AFRIQUE

La CEDEAO et le HCR s’engagent pour éradiquer l’apatridie en Afrique de l’Ouest

Afin de rendre inexistante l’apatridie dans la sous-région ouest-africaine, le Haut-Commissariat des Nations Unies pour les réfugiés (HCR), collabore avec les pays de la Communauté Économique des Etats de l’Afrique de l’Ouest (CEDEAO). Cette collaboration vise à mettre en œuvre les mesures de la Déclaration d’Abidjan, y compris l’amélioration des données quantitatives et qualitatives sur les populations apatrides.

Les 15 Etats membres de l’institution adoptaient la Déclaration d’Abidjan sur l’éradication de l’apatridie en 2015. Un document contenant 26 engagements pour mettre fin à ce déni de nationalité en Afrique de l’Ouest d’ici 2024.

La déclaration adoptée à Abidjan souligne la nécessité vitale pour les Etats de l’organisation régionale de s’assurer que toute personne en Afrique de l’Ouest dispose d’une nationalité. 

Depuis l’adoption de la déclaration, il y a trois ans, le HCR a noté de nombreux progrès réalisés par les pays ouest-africains, notamment par le Bénin, le Burkina Faso, la Gambie, la Guinée et le Mali qui ont ainsi officiellement adopté des plans d’actions nationales pour l’éradication de l’apatridie. Sept pays ont également initié des réformes législatives sur les questions de nationalité. 14 des 15 pays de la CEDEAO ont officiellement désigné des ‘points focaux apatridie’ au sein de leurs gouvernements, l’un des engagements clé de la Déclaration. 

En août dernier, le Burkina Faso a adhéré à la Convention de 1961 sur la réduction des cas d’apatridie, portant à 12 le nombre d’Etats de la région partie aux deux conventions internationales sur l’apatridie. En Côte d’Ivoire, 8.000 personnes apatrides se sont vues remettre un certificat de nationalité au terme d’une procédure spéciale.

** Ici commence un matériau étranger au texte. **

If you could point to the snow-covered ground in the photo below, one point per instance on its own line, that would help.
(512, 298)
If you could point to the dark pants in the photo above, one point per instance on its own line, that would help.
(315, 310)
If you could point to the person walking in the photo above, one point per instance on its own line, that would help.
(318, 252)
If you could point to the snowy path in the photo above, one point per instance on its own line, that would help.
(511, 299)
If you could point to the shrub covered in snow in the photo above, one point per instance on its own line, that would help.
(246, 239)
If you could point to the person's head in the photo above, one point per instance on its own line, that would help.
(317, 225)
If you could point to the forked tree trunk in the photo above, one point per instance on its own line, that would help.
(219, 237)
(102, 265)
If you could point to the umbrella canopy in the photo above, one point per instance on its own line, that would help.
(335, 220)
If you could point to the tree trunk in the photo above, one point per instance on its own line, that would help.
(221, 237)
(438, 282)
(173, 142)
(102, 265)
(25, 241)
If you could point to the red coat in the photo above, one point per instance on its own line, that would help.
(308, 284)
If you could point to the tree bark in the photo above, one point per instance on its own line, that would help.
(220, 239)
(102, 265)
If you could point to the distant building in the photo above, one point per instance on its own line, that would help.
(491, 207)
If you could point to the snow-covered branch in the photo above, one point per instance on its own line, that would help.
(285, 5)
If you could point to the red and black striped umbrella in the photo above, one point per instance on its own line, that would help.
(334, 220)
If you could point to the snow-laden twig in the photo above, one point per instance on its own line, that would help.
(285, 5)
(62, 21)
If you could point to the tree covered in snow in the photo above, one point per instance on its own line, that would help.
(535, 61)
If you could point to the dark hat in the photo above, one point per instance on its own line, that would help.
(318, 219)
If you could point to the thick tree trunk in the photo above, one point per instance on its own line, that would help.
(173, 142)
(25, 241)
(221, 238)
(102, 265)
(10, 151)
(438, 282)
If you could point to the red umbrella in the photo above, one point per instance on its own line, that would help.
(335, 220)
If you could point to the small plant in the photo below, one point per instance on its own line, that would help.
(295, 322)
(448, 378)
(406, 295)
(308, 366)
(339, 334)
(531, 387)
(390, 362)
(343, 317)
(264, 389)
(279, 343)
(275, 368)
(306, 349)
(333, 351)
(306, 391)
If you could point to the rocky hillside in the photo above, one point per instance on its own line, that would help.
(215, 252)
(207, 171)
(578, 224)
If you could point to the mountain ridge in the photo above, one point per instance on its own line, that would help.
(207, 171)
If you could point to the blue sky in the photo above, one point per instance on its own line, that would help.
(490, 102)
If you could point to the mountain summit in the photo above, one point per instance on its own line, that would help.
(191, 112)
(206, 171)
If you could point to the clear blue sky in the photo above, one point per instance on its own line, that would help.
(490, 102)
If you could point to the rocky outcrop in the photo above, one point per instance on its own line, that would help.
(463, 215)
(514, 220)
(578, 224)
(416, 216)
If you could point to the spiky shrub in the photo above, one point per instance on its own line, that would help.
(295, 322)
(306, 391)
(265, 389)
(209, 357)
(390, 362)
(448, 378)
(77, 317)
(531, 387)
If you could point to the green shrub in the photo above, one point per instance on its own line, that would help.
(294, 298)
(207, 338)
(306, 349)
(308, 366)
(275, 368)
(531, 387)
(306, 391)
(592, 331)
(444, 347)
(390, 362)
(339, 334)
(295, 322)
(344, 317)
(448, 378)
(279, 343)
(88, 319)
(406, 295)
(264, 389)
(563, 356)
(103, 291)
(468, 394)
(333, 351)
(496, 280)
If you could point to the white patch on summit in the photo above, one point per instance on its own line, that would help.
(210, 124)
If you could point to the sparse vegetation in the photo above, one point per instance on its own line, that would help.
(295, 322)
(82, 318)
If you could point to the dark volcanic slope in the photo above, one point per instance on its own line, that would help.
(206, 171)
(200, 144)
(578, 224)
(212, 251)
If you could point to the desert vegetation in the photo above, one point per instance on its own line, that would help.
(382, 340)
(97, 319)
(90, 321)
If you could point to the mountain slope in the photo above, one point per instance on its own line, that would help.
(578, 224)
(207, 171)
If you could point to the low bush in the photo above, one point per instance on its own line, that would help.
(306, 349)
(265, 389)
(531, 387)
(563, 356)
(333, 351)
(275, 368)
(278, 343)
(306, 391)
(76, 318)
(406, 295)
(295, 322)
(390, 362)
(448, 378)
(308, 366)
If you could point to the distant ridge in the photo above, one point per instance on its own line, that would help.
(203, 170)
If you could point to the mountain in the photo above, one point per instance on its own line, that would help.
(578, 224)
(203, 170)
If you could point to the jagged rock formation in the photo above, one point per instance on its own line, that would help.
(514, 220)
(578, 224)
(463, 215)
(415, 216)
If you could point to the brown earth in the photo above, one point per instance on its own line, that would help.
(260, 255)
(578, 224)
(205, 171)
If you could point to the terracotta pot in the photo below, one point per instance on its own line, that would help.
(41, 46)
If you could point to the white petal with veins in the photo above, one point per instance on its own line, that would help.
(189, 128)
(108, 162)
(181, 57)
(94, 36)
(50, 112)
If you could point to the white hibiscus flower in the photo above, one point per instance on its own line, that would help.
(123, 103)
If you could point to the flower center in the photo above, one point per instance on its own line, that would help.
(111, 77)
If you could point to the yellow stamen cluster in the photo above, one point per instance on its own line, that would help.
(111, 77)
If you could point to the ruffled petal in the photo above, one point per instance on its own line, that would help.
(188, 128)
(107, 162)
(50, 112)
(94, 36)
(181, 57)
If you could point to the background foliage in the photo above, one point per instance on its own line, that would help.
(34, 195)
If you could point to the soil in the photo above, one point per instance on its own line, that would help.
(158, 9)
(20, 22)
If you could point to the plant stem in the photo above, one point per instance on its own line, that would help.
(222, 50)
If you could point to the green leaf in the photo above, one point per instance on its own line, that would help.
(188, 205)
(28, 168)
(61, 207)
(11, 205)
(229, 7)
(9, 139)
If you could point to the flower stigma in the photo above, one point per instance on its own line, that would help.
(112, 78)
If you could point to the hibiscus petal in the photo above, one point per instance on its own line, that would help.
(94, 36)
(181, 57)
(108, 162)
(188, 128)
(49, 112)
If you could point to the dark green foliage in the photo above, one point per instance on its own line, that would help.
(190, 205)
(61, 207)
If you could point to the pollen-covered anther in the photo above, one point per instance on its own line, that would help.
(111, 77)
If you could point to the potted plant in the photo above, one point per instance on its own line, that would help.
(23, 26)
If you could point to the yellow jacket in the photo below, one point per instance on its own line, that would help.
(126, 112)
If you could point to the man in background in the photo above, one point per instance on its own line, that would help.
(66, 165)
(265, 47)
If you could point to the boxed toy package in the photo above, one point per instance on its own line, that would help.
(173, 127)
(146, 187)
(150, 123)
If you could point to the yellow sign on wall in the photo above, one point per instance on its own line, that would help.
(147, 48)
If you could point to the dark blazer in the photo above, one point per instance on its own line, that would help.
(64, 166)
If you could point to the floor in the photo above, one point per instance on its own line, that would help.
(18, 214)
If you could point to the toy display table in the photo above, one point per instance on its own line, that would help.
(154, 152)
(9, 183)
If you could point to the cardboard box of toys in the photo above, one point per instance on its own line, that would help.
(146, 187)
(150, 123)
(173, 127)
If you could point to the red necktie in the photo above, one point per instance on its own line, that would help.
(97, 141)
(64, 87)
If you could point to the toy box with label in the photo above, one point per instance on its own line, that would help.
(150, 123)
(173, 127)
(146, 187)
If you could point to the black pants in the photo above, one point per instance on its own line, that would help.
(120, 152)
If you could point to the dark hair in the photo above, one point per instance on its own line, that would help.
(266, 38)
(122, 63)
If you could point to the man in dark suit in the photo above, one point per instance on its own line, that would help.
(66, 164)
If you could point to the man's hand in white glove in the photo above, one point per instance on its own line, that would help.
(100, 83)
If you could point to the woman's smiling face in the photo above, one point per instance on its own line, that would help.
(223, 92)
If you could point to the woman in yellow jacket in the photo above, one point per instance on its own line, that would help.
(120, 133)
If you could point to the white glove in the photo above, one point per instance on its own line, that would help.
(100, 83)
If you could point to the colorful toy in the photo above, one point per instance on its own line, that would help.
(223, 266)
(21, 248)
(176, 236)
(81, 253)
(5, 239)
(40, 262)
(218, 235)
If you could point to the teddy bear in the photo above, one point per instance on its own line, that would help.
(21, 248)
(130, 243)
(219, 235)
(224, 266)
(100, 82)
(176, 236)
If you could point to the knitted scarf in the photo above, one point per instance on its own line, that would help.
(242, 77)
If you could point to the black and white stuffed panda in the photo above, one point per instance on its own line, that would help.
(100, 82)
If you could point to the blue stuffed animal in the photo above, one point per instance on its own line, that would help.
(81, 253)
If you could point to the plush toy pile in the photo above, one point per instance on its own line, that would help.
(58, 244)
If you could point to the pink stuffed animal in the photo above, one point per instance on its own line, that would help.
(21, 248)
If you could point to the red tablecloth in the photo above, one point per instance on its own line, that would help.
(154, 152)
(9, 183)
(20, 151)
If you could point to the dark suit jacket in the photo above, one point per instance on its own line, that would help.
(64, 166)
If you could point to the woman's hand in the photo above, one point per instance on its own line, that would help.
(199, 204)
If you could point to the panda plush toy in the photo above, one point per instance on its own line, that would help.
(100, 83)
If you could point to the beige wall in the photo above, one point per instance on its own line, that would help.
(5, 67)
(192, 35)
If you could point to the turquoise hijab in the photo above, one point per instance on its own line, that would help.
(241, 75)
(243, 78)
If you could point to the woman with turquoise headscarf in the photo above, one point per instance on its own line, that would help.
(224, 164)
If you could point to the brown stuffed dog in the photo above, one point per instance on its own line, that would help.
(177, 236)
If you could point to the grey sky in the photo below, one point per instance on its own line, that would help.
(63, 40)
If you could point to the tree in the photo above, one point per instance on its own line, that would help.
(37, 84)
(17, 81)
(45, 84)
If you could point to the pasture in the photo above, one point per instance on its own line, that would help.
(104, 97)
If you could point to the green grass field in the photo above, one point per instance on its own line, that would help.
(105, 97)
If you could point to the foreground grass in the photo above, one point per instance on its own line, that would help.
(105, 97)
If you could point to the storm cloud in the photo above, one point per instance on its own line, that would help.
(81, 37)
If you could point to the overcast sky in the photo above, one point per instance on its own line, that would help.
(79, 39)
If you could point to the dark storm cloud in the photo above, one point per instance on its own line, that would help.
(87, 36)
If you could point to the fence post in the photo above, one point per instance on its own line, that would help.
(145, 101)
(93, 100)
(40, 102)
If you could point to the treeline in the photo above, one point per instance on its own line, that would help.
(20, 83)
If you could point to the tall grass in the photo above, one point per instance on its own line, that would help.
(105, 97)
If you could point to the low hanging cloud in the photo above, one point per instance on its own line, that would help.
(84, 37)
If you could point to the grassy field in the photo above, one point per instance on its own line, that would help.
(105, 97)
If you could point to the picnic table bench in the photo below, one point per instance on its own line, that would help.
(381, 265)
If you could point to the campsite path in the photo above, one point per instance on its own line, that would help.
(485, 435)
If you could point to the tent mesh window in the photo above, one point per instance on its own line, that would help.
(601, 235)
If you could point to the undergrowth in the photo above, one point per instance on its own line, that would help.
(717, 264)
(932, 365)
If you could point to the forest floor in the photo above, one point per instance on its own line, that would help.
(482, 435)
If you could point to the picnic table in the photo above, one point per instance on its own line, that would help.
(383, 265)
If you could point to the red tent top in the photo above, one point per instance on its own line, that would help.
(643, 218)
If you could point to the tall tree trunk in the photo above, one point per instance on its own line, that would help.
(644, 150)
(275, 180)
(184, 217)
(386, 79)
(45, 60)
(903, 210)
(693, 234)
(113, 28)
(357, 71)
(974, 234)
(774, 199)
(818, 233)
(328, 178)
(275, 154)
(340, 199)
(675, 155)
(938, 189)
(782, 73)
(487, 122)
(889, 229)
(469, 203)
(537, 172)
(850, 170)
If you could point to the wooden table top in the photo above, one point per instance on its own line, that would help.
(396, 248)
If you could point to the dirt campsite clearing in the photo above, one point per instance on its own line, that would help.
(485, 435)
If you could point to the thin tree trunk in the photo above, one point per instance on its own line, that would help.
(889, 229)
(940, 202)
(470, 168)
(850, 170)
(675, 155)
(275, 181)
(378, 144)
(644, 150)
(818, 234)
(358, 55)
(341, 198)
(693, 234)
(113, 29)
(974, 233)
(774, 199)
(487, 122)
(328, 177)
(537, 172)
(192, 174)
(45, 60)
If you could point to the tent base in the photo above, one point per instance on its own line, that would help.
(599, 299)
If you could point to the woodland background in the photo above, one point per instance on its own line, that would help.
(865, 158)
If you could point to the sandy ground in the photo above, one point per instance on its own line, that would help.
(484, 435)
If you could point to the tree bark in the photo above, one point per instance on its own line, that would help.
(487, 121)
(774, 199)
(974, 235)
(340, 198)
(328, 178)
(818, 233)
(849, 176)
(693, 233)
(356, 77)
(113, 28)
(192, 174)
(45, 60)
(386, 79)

En outre, l’Afrique de l’Ouest est devenue en mai 2017 la première région au monde à adopter un plan d’action contraignant, par lequel les Etats membres de la CEDEAO s’engagent à mettre fin à l’apatridie. Dans ce contexte, les Etats ont aussi pris l’engagement d’appuyer l’adoption du projet de Protocole à la Charte africaine des droits de l’homme et des peuples sur le droit à la nationalité et l’éradication de l’apatridie en Afrique. 

Toutefois, malgré les efforts menés par les pays de la sous-région, « certaines lois sur la nationalité contiennent encore des discriminations basées sur le genre ou l’appartenance ethnique et raciale », a indiqué Liz Ahua, Représentante régionale du HCR pour l’Afrique de l’Ouest, dans un communiqué de l’agence onusienne.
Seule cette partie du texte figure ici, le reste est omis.